India's trade deficit for August is likely to remain at $17 billion to $18 billion, while the Federal Reserve is set to raise rates again this month

Rupee
Rupee
Bloomberg
Last Updated : Sep 11 2018 | 11:41 AM IST
The relentless slide in India’s rupee has analysts rushing to rework their forecasts. With the currency setting one record low after another, lenders including DBS Bank Ltd. are now predicting it will slide to as weak as 75 per dollar.

India’s trade deficit for August is likely to remain at $17 billion to $18 billion, while the Federal Reserve is set to raise rates again this month, both of which will weigh on the rupee, Philip Wee, a senior currency strategist at DBS, wrote in a note. UBS Securities India Pvt. cut its year-end forecast to 73 from 66, while Scotiabank sees the rupee approaching 74 in the run up to the Fed meeting.

India’s currency slid to a new record of 72.6738 on Monday, prompting authorities to ask the central bank to intervene more aggressively to stem the slide, people familiar with the matter said.
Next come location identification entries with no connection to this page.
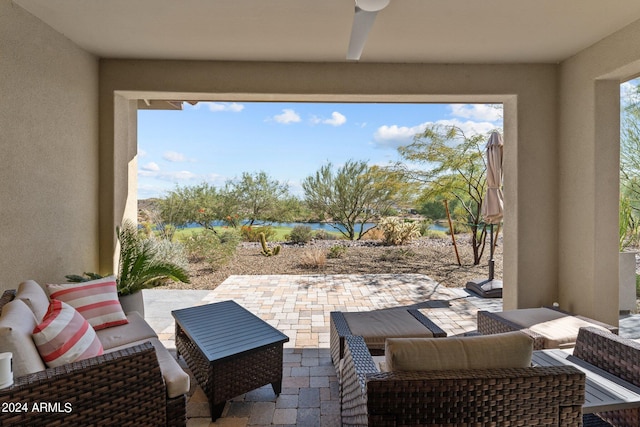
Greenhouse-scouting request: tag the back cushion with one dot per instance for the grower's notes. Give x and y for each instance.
(35, 297)
(508, 350)
(96, 300)
(16, 324)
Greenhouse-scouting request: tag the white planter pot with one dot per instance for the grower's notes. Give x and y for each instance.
(627, 282)
(132, 302)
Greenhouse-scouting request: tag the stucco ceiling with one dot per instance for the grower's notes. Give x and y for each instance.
(431, 31)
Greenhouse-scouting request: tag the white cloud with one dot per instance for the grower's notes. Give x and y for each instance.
(336, 119)
(173, 156)
(482, 112)
(233, 107)
(394, 136)
(151, 166)
(287, 116)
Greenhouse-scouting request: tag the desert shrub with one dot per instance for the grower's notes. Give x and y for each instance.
(301, 234)
(395, 255)
(216, 250)
(337, 251)
(315, 258)
(175, 252)
(435, 234)
(252, 233)
(325, 235)
(396, 232)
(374, 234)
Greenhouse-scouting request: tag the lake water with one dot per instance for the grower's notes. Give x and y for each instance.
(326, 226)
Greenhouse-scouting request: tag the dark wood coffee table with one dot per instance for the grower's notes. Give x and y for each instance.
(229, 350)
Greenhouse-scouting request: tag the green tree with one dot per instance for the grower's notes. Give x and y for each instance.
(349, 196)
(455, 169)
(630, 170)
(200, 204)
(258, 197)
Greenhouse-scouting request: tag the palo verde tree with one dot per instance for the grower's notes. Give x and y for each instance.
(455, 168)
(349, 196)
(258, 197)
(630, 169)
(199, 204)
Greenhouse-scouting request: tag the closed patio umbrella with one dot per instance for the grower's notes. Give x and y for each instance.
(492, 212)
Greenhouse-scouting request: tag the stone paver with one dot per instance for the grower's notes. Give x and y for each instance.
(299, 306)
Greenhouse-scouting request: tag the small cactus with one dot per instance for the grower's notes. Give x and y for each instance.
(266, 251)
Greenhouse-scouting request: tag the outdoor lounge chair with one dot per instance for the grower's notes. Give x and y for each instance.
(549, 327)
(522, 396)
(376, 326)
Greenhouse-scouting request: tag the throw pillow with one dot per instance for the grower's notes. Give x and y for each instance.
(35, 297)
(16, 325)
(64, 336)
(96, 300)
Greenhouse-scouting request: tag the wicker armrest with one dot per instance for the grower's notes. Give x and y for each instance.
(492, 323)
(526, 396)
(120, 388)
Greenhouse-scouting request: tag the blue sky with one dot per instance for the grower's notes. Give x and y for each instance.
(217, 141)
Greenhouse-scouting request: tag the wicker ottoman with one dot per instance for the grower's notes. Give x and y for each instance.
(376, 326)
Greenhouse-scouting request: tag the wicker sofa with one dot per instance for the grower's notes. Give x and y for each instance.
(136, 382)
(551, 396)
(549, 327)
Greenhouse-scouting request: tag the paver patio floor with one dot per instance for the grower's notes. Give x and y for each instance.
(299, 306)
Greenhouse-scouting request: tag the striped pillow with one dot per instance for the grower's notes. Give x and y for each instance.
(64, 336)
(96, 300)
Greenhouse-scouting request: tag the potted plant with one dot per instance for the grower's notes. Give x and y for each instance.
(140, 267)
(628, 235)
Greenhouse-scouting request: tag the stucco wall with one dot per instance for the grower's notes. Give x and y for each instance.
(589, 135)
(529, 93)
(48, 152)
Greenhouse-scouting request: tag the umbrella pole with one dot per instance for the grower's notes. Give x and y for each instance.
(491, 261)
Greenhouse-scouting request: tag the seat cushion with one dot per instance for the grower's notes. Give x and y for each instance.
(35, 297)
(16, 325)
(559, 329)
(135, 330)
(176, 379)
(507, 350)
(375, 326)
(64, 336)
(96, 300)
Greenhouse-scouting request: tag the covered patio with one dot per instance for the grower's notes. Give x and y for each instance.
(299, 306)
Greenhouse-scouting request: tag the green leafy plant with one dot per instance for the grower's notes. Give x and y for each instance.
(140, 265)
(314, 258)
(337, 251)
(397, 232)
(266, 251)
(214, 249)
(301, 234)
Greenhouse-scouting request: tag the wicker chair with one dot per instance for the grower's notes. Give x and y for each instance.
(122, 388)
(618, 356)
(551, 396)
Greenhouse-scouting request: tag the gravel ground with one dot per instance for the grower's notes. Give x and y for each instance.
(433, 257)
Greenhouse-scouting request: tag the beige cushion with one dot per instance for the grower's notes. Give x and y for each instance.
(176, 379)
(376, 326)
(35, 297)
(136, 330)
(16, 325)
(508, 350)
(559, 329)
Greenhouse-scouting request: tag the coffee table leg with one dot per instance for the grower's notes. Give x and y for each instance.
(216, 410)
(277, 387)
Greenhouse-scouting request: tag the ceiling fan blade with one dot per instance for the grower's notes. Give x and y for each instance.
(362, 23)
The government may take steps including introducing a deposit plan for overseas Indians, a finance ministry official said.


A stock take of the RBI’s policy toolkit suggests it has limited options to meaningfully influence the rupee’s near-term direction, meaning the currency will remain vulnerable to swings in global sentiment, Barclays said in a research note.

India’s trade deficit widened to $18.02 billion in July from $11.45 billion a year earlier, the Commerce Ministry said last month.

The rupee will end this year at 70 per dollar, according to the median estimate of analysts in a Bloomberg survey. The currency strengthened 0.1 percent to 72.3975 in early Tuesday trading.


“In the near-term, if external EM risks do not ease or trade protectionism rises further, the rupee could weaken well past our FY19 year-end forecast,” UBS analysts Tanvee Gupta Jain and Rohit Arora wrote in a recent note.